Blocks adjustment -- reduction of bias and variance of detrended fluctuation analysis using Monte Carlo simulation

TL;DR

This paper investigates how block length choices affect bias and variance in Detrended Fluctuation Analysis (DFA) and proposes optimal block ranges through extensive Monte Carlo simulations to improve Hurst exponent estimation.

Contribution

It introduces an optimized block selection method for DFA based on simulation results, reducing bias and variance in Hurst exponent estimation.

Findings

Optimal block pairs minimize mean-squared error in Hurst estimation.

DFA sensitivity varies with series correlation structure.

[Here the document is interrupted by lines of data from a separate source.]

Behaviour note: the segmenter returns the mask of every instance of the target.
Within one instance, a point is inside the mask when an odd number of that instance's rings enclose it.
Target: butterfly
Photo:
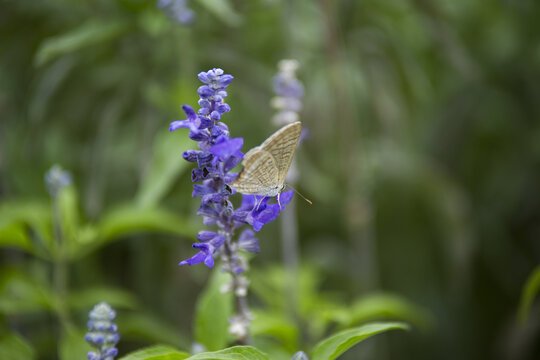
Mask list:
[[[230,184],[239,193],[274,197],[285,188],[285,176],[300,139],[302,123],[285,125],[244,155],[244,168]]]

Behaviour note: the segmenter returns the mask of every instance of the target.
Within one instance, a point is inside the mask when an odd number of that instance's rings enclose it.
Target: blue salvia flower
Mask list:
[[[188,8],[187,0],[158,0],[157,6],[179,24],[187,25],[195,20],[195,12]]]
[[[60,165],[53,165],[45,173],[45,185],[49,194],[54,198],[62,188],[71,185],[71,173],[64,171]]]
[[[114,360],[118,354],[116,344],[120,340],[118,327],[113,322],[116,312],[107,304],[99,303],[90,311],[88,333],[84,339],[96,348],[88,353],[88,360]]]
[[[278,111],[272,120],[281,126],[298,121],[298,113],[302,110],[304,87],[296,78],[298,70],[296,60],[281,60],[278,69],[279,72],[273,80],[276,97],[272,99],[271,105]]]
[[[292,360],[309,360],[305,352],[299,351],[292,357]]]
[[[199,252],[179,265],[204,263],[212,267],[214,256],[226,245],[229,254],[227,261],[224,261],[224,270],[239,274],[247,265],[237,250],[258,253],[259,244],[251,229],[241,232],[238,241],[233,243],[235,230],[243,224],[249,224],[255,231],[259,231],[278,217],[280,211],[290,202],[293,192],[279,195],[281,208],[278,204],[268,204],[270,198],[259,201],[254,195],[244,195],[242,205],[234,209],[229,196],[235,191],[228,183],[237,175],[230,171],[244,156],[240,151],[244,140],[231,138],[229,128],[220,121],[222,116],[231,110],[224,100],[227,97],[225,89],[233,76],[224,74],[221,69],[212,69],[199,73],[198,78],[204,83],[197,89],[200,109],[195,112],[190,106],[184,105],[182,108],[187,119],[173,121],[169,131],[189,129],[190,139],[198,142],[199,150],[188,150],[183,154],[185,160],[197,163],[197,168],[191,172],[191,180],[202,183],[193,185],[192,196],[201,197],[197,214],[203,216],[204,224],[217,225],[219,230],[199,232],[199,242],[193,244]]]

Bias correction improves anti-persistent process analysis.

Abstract

The length of minimal and maximal blocks equally distant on log-log scale versus fluctuation function considerably influences bias and variance of DFA. Through a number of extensive Monte Carlo simulations and different fractional Brownian motion/fractional Gaussian noise generators, we found the pair of minimal and maximal blocks that minimizes the sum of mean-squared error of estimated Hurst exponents for the series of length N=2^p, p=7,...,15. Sensitivity of DFA to sort-range correlations was examined using ARFIMA(p,d,q) generator. Due to the bias of the estimator for anti-persistent processes, we narrowed down the range of Hurst exponent to 1/2<=H< 1.